"Wyroki sądów mogą wyznaczyć granice legalności prowokacji"
Tylko wyroki sądów w procesach karnych mogą
ostatecznie rozstrzygnąć, jakie są prawne granice prowokacji -
ocenia prezes Trybunału Konstytucyjnego Jerzy Stępień. Odnosząc
się do sporu, czy metoda zastosowana przez CBA w sprawie
odrolnienia działki na Mazurach była legalna, Stępień podkreślił w
poniedziałek w TOK FM, że orzecznictwo w tej kwestii jest w Polsce
jeszcze bardzo niewielkie.
16.07.2007 | aktual.: 16.07.2007 09:05
Instytucja ta została wprowadzona stosunkowo niedawno, bodajże w 1996 roku i nie zdołała jeszcze okrzepnąć. W różnych ustawach dotyczących służb specjalnych jest ona inaczej ukształtowana, są pewne różnice, co jest bardzo niepokojące - powiedział Stępień. Dodał, że w związku z tym nie ma jeszcze ukształtowanych praktyk, czy linii orzecznictwa sądowego, w sprawie granic prowokacji.

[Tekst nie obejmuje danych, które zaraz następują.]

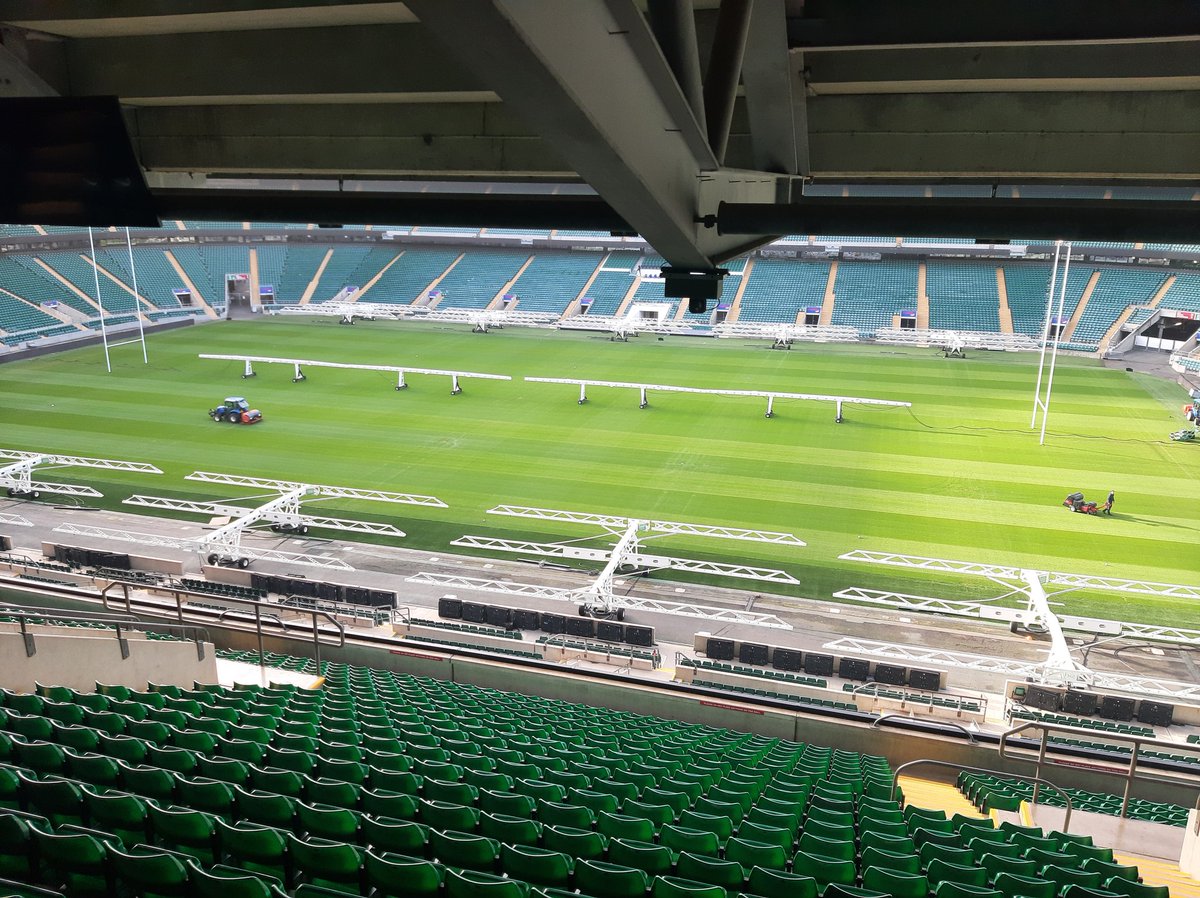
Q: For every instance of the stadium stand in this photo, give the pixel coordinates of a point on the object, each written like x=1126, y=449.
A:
x=479, y=276
x=411, y=274
x=778, y=289
x=961, y=297
x=552, y=280
x=867, y=294
x=1115, y=291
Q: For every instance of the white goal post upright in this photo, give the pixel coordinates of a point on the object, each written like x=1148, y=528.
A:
x=1061, y=251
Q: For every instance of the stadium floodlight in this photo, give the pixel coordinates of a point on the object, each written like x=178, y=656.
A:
x=769, y=395
x=17, y=477
x=298, y=366
x=628, y=551
x=283, y=514
x=1059, y=666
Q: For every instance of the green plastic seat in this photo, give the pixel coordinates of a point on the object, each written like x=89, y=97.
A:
x=473, y=884
x=78, y=860
x=610, y=880
x=510, y=830
x=150, y=873
x=537, y=866
x=894, y=882
x=702, y=868
x=778, y=884
x=1012, y=885
x=227, y=882
x=191, y=832
x=396, y=875
x=325, y=821
x=329, y=864
x=678, y=887
x=460, y=849
x=826, y=870
x=655, y=860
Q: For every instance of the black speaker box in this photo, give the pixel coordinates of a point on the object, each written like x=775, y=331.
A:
x=786, y=659
x=610, y=630
x=1156, y=713
x=498, y=616
x=819, y=665
x=526, y=620
x=474, y=612
x=853, y=669
x=581, y=627
x=1043, y=699
x=720, y=650
x=1116, y=707
x=928, y=680
x=891, y=674
x=450, y=608
x=753, y=653
x=639, y=635
x=1079, y=702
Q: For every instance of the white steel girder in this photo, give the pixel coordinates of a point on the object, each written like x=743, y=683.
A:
x=683, y=609
x=18, y=476
x=633, y=138
x=316, y=560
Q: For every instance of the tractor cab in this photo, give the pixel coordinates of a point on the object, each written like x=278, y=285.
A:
x=235, y=409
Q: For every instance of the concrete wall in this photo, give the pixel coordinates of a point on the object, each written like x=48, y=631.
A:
x=79, y=660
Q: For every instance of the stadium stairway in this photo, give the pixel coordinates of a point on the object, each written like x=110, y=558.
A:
x=937, y=796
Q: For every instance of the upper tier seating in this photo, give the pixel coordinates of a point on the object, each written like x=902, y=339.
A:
x=961, y=297
x=868, y=294
x=778, y=291
x=479, y=276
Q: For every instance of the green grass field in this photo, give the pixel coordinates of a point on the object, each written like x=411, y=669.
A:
x=960, y=476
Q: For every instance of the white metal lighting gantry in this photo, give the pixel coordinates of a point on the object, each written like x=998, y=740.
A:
x=283, y=513
x=400, y=370
x=17, y=476
x=1059, y=666
x=600, y=598
x=769, y=395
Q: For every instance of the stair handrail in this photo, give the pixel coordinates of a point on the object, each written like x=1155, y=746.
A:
x=1036, y=780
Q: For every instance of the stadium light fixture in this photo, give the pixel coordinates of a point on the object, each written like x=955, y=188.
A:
x=17, y=477
x=285, y=514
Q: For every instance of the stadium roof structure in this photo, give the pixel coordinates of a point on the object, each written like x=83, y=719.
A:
x=707, y=126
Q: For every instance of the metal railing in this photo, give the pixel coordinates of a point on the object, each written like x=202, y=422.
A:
x=27, y=615
x=249, y=611
x=1128, y=774
x=1037, y=780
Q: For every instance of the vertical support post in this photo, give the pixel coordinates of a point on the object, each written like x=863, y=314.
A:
x=1045, y=333
x=95, y=274
x=137, y=299
x=1054, y=353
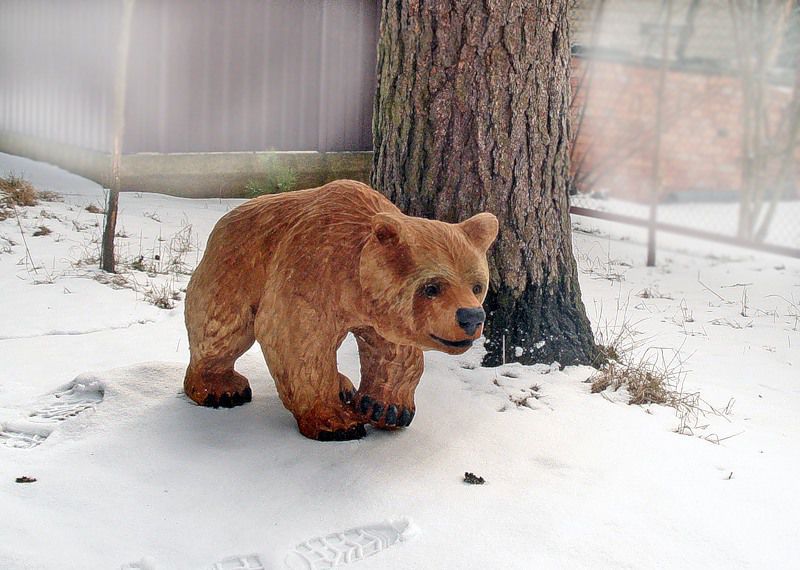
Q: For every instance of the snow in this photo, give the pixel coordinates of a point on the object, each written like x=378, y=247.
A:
x=131, y=474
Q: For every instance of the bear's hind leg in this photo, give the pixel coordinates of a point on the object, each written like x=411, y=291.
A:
x=389, y=376
x=210, y=378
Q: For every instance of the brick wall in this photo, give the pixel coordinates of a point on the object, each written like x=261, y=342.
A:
x=701, y=142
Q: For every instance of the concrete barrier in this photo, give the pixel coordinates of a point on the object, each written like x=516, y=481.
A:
x=193, y=175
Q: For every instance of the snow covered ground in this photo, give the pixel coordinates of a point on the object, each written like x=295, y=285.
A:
x=131, y=474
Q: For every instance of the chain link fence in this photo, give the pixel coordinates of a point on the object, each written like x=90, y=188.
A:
x=686, y=117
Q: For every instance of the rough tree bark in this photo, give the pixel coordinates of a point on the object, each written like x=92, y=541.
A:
x=470, y=115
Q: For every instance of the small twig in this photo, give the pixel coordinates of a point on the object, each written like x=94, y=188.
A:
x=707, y=288
x=24, y=241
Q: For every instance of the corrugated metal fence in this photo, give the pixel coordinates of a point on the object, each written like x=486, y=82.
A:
x=204, y=75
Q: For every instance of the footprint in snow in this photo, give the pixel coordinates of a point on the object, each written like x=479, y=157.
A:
x=353, y=545
x=63, y=404
x=249, y=562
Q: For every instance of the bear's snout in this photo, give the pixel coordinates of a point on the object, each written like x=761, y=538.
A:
x=470, y=319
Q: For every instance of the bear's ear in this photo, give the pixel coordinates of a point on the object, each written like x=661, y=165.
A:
x=481, y=229
x=387, y=228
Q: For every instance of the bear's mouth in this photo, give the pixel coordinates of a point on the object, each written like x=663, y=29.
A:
x=453, y=343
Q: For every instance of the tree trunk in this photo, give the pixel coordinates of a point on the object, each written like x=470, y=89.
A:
x=471, y=115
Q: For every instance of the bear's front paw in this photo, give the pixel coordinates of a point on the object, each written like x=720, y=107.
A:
x=384, y=415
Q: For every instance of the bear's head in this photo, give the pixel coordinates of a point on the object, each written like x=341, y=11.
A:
x=424, y=281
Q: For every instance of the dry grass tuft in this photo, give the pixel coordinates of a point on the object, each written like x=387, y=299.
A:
x=15, y=191
x=645, y=384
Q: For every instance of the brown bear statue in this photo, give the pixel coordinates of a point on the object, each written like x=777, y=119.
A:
x=297, y=271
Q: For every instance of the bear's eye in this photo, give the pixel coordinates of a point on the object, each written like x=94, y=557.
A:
x=431, y=290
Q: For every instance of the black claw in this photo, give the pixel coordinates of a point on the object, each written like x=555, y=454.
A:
x=391, y=415
x=347, y=396
x=356, y=432
x=365, y=404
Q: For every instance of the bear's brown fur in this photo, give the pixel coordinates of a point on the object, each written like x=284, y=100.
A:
x=298, y=271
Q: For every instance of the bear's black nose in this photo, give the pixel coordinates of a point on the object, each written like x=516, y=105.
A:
x=470, y=319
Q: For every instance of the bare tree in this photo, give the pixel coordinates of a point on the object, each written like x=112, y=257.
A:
x=471, y=114
x=769, y=140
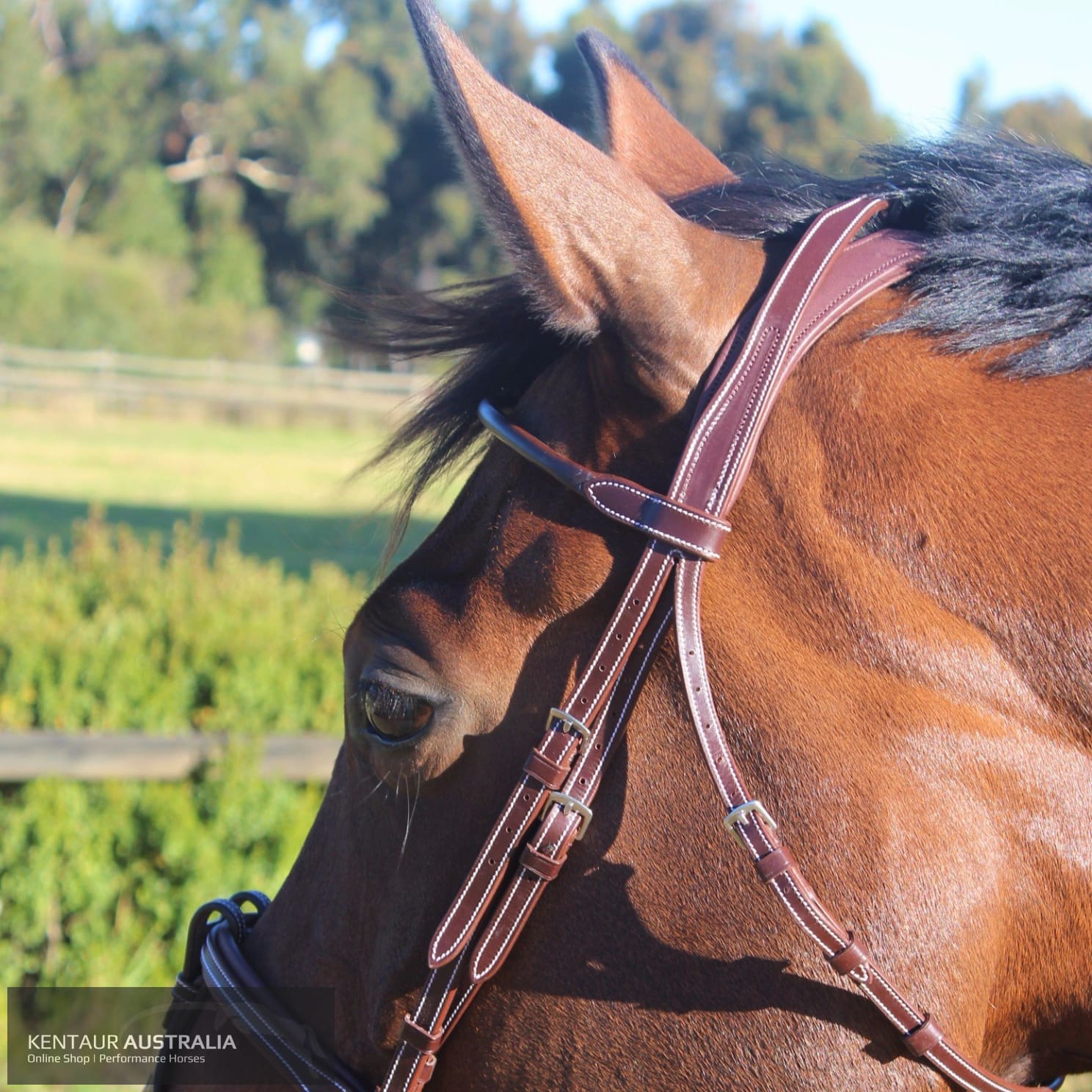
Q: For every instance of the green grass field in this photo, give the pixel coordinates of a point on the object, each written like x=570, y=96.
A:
x=294, y=492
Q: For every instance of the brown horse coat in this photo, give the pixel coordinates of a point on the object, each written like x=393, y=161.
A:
x=899, y=637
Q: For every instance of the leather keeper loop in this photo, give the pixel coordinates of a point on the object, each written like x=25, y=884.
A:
x=423, y=1072
x=545, y=770
x=851, y=958
x=774, y=864
x=545, y=868
x=421, y=1040
x=924, y=1038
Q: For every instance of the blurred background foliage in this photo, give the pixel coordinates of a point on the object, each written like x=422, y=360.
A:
x=185, y=177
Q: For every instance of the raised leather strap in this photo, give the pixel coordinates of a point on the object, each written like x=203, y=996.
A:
x=731, y=424
x=826, y=277
x=626, y=501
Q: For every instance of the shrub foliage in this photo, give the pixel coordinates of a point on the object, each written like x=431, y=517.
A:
x=98, y=881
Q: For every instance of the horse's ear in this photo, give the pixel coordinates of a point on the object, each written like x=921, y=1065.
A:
x=639, y=129
x=594, y=247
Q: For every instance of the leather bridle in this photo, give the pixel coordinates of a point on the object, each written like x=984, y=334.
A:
x=826, y=277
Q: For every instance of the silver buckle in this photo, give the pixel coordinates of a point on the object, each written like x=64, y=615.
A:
x=570, y=722
x=738, y=816
x=568, y=806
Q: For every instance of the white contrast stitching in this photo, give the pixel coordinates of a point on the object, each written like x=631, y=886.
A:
x=655, y=532
x=593, y=780
x=629, y=637
x=439, y=957
x=962, y=1081
x=646, y=557
x=757, y=332
x=799, y=921
x=228, y=984
x=729, y=465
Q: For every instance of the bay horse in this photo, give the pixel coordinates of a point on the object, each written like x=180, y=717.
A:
x=899, y=630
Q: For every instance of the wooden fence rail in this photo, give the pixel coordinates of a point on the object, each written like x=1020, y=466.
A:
x=219, y=390
x=136, y=757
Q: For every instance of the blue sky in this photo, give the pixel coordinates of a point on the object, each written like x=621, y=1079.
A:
x=915, y=54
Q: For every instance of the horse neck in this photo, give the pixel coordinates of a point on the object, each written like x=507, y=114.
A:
x=903, y=626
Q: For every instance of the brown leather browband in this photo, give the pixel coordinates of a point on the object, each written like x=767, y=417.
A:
x=826, y=277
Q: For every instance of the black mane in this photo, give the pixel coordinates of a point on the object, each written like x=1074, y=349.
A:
x=1008, y=258
x=1008, y=239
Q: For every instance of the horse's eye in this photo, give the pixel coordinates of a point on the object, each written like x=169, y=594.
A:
x=393, y=716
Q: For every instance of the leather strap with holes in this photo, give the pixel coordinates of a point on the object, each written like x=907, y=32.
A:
x=826, y=277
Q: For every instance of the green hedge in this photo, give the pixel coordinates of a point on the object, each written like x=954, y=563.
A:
x=98, y=881
x=119, y=633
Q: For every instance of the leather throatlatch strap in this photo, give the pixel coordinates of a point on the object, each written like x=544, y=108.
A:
x=826, y=277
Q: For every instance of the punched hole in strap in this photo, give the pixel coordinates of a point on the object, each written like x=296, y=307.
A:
x=421, y=1038
x=851, y=959
x=926, y=1036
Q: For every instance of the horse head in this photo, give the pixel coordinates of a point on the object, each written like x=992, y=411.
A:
x=898, y=638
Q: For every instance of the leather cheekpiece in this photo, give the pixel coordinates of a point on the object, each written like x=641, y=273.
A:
x=544, y=867
x=418, y=1038
x=851, y=958
x=924, y=1038
x=545, y=770
x=774, y=864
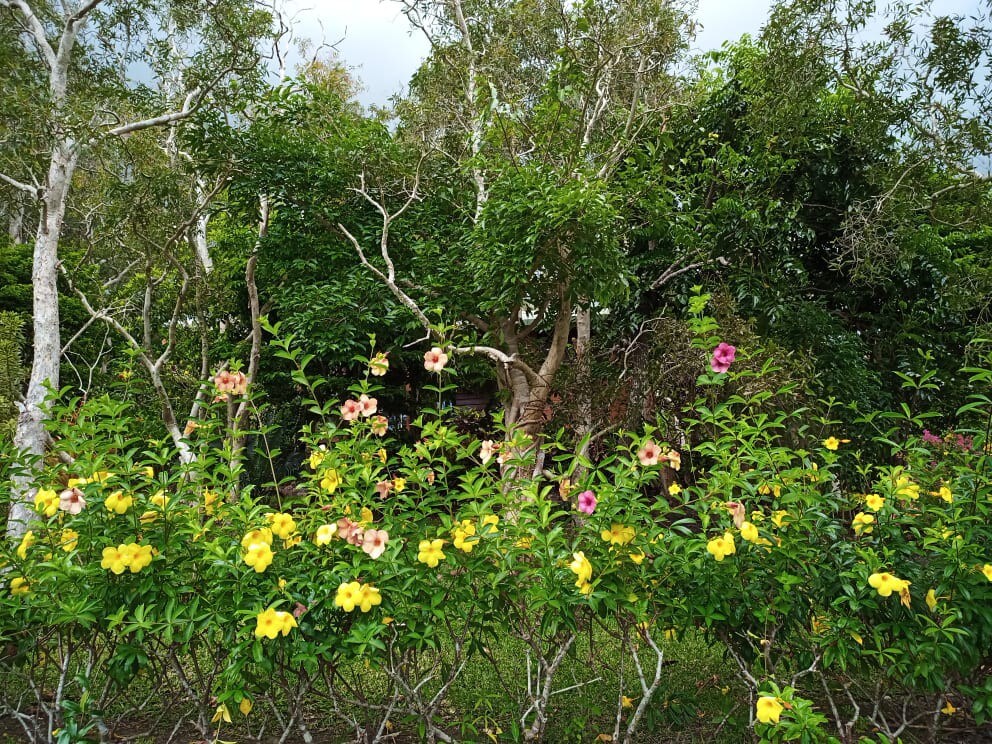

Prezes TK podkreślił, że tego typu działania są próbą weryfikacji czy to co wiemy, da się przerobić na dowód. Dodał, że po rozpoznaniu ustawy o CBA przez Trybunał sprawa będzie tylko częściowo jaśniejsza. Dodał, że Trybunał prawdopodobnie nie zdąży w lipcu rozpatrzyć tej ustawy, ponieważ planuje wcześniej zająć się innymi ustawami, "również o fundamentalnym znaczeniu".